Karen Bass

Karen Bass’s win is a referendum on divide.

This year’s Los Angeles mayoral contest compared two contrasting ideas and approaches to LA’s future.

It received national attention compared to earlier elections, and citywide anxiety grew as Election Day approached. Angelenos saw political commercials everywhere: TV, social media, etc. Rich real estate developer Rick Caruso spent $100 million to buy his way into City Hall.

$100 million for LA mayor. Fail. Wednesday, Karen Bass won.

These monies may have helped homelessness. Caruso promised to enlarge the police department and be tough on crime. This gave LA residents bad memories. As a native Californian from South Central Los Angeles, I’ve witnessed the impact of municipal elections and law-and-order politics on Black and brown neighbourhoods.

Discriminatory policies and contentious politics have suppressed minorities for decades. I lived through South Los Angeles’ crack-cocaine pandemic. I lived through the 1980s and ’90s and saw how the war on drugs legitimised the militarization of the LAPD and mass imprisonment of Black and Latino youngsters.
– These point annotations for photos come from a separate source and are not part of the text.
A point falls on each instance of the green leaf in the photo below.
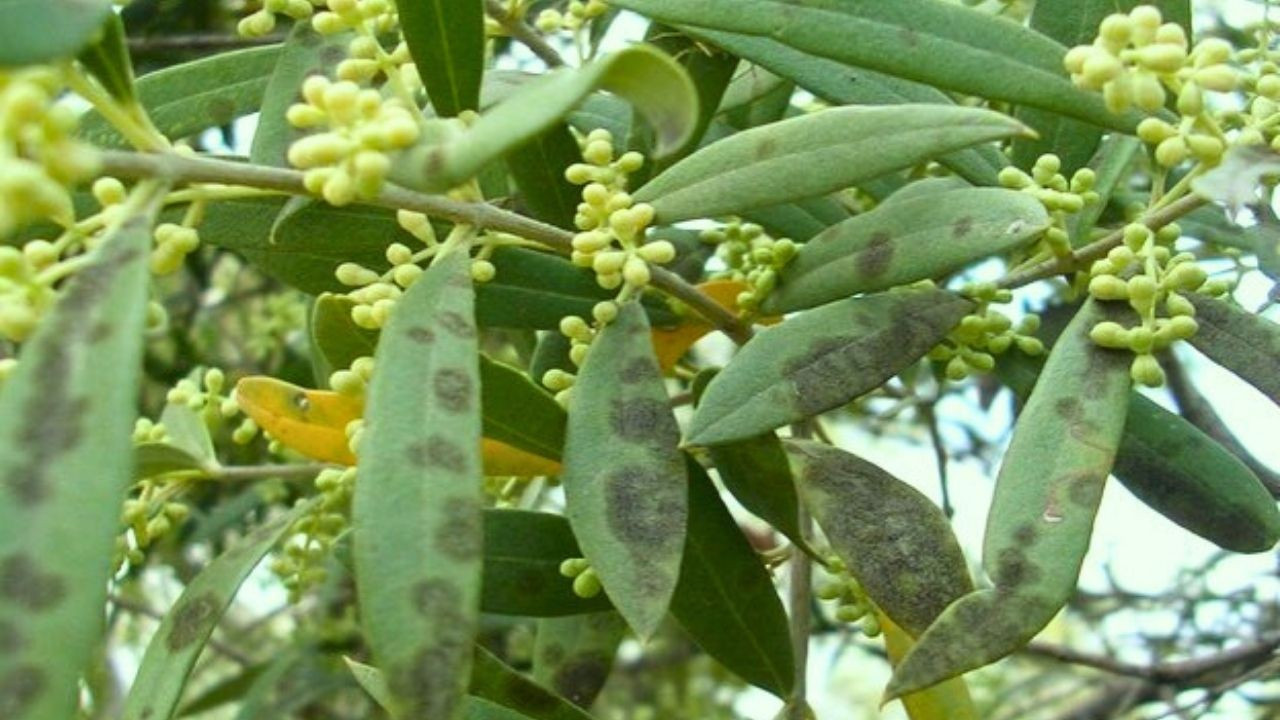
(521, 566)
(446, 40)
(186, 628)
(419, 545)
(108, 60)
(929, 41)
(891, 537)
(1041, 516)
(726, 600)
(1179, 472)
(65, 460)
(652, 81)
(821, 360)
(842, 85)
(814, 154)
(1246, 343)
(305, 53)
(37, 31)
(575, 655)
(186, 99)
(906, 241)
(519, 413)
(624, 477)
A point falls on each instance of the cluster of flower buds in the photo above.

Voters rejected Caruso’s plan and backed Bass, a coalition-builder who has represented Southern California in the Legislature and Congress. She’s been a grassroots architect of multicultural harmony in South LA for years.

She founded Community Coalition, a Black and brown South LA group, to empower locals to question the current quo and guarantee underrepresented communities received resources and respect.
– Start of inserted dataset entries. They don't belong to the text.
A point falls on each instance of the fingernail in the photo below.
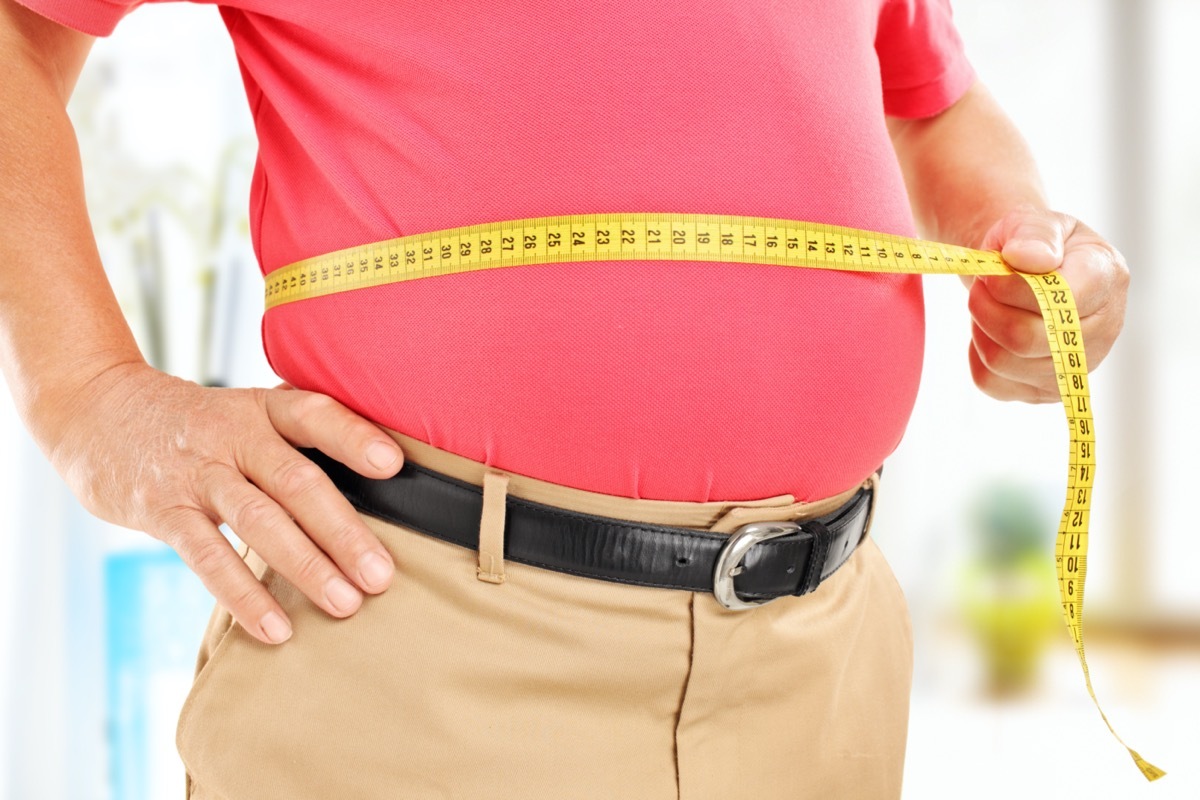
(275, 629)
(1031, 245)
(341, 595)
(375, 569)
(382, 456)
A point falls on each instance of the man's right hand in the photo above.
(155, 452)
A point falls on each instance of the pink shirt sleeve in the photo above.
(922, 61)
(93, 17)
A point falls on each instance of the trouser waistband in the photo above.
(718, 516)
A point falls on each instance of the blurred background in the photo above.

Leaked tape showing city council and labour officials colluding for power inflamed racial tensions in Los Angeles. They shamelessly divided black and brown communities.
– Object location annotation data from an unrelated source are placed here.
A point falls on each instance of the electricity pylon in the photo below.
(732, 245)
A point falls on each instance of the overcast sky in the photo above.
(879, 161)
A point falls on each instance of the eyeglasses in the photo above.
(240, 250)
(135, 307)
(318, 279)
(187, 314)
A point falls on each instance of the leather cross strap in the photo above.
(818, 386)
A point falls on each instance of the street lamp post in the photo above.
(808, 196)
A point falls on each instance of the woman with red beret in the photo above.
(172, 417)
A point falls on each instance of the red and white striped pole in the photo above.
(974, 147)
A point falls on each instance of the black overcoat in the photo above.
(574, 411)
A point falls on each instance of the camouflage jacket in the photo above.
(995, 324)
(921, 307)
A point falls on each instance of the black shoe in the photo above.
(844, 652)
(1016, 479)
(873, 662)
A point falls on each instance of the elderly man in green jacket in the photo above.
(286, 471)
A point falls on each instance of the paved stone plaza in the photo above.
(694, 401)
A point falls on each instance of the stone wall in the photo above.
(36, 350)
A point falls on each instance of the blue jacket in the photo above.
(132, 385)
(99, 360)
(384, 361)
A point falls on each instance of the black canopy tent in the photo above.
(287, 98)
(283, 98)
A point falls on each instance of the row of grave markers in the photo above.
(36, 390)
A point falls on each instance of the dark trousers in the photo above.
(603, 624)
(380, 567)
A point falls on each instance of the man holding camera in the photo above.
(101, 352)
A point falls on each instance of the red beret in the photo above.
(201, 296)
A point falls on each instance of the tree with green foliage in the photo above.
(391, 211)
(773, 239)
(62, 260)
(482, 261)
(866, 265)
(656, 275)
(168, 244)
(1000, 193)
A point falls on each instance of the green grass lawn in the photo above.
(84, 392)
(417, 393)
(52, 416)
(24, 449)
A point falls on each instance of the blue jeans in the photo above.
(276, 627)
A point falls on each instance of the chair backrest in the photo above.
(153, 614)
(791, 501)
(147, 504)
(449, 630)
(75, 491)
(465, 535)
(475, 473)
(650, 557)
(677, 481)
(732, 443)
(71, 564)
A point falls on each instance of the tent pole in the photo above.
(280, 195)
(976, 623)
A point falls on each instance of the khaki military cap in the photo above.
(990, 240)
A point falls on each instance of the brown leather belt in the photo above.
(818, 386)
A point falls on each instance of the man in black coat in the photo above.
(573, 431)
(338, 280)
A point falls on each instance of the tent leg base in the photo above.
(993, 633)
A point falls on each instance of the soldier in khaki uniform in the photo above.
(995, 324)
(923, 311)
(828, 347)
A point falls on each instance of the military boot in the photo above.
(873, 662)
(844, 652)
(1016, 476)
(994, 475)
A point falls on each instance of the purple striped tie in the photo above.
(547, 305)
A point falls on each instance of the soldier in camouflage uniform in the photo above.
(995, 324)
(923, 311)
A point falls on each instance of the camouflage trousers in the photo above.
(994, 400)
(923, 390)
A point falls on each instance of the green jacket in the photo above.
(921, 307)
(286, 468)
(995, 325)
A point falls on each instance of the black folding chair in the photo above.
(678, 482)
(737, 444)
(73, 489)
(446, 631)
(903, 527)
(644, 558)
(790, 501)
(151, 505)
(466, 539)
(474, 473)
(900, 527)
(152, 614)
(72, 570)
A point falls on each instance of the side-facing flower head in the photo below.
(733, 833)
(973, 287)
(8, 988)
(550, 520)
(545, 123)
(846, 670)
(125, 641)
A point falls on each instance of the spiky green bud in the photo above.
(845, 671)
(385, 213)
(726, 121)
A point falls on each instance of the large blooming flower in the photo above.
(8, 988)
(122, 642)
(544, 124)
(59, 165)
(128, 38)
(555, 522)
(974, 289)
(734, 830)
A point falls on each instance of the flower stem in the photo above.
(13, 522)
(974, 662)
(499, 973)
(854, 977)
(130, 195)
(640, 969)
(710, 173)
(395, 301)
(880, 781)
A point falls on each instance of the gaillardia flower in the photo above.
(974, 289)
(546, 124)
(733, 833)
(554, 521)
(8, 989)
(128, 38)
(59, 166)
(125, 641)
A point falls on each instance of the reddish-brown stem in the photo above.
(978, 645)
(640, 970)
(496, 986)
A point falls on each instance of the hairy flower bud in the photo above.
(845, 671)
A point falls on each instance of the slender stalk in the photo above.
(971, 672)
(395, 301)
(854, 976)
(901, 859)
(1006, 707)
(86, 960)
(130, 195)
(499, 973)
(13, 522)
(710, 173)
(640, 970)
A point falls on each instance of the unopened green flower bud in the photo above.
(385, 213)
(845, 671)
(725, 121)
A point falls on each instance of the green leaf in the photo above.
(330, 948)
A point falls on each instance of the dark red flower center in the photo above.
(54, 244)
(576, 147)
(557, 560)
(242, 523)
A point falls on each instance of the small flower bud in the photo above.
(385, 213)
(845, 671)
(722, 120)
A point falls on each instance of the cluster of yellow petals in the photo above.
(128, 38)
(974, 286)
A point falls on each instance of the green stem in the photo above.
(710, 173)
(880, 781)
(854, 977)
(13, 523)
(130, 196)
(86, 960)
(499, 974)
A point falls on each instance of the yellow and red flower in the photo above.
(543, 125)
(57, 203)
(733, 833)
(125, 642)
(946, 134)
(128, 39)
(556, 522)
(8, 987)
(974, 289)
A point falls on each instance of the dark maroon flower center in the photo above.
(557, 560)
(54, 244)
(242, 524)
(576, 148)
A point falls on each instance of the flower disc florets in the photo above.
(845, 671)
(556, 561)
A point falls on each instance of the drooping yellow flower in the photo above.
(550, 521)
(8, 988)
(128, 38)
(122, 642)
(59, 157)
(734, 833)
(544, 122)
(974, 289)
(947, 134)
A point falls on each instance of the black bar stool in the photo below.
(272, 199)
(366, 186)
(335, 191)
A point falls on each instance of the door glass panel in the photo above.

These recordings unified the city rather than dividing it. These so-called leaders don’t represent Angelenos’ ideals and have actually increased racial and ethnic unity. Voters took advantage of the opportunity to seek campaign pledges to help the most disenfranchised.

Coalition-building dominated Los Angeles politics. Supervisors put Measure A on the ballot to create Sheriff’s Office accountability, and voters approved it. A planned levy on pricey property transactions to develop affordable homes is also leading to solve the homelessness epidemic.

Los Angeles’ past is built on community. Look at the alliances created by past mayors Tom Bradley and Antonio Villaraigosa. Every race and ethnic group supported them.

The election outcome will spark Los Angeles’s people’s movement. This election was a mandate from the people and a referendum on division.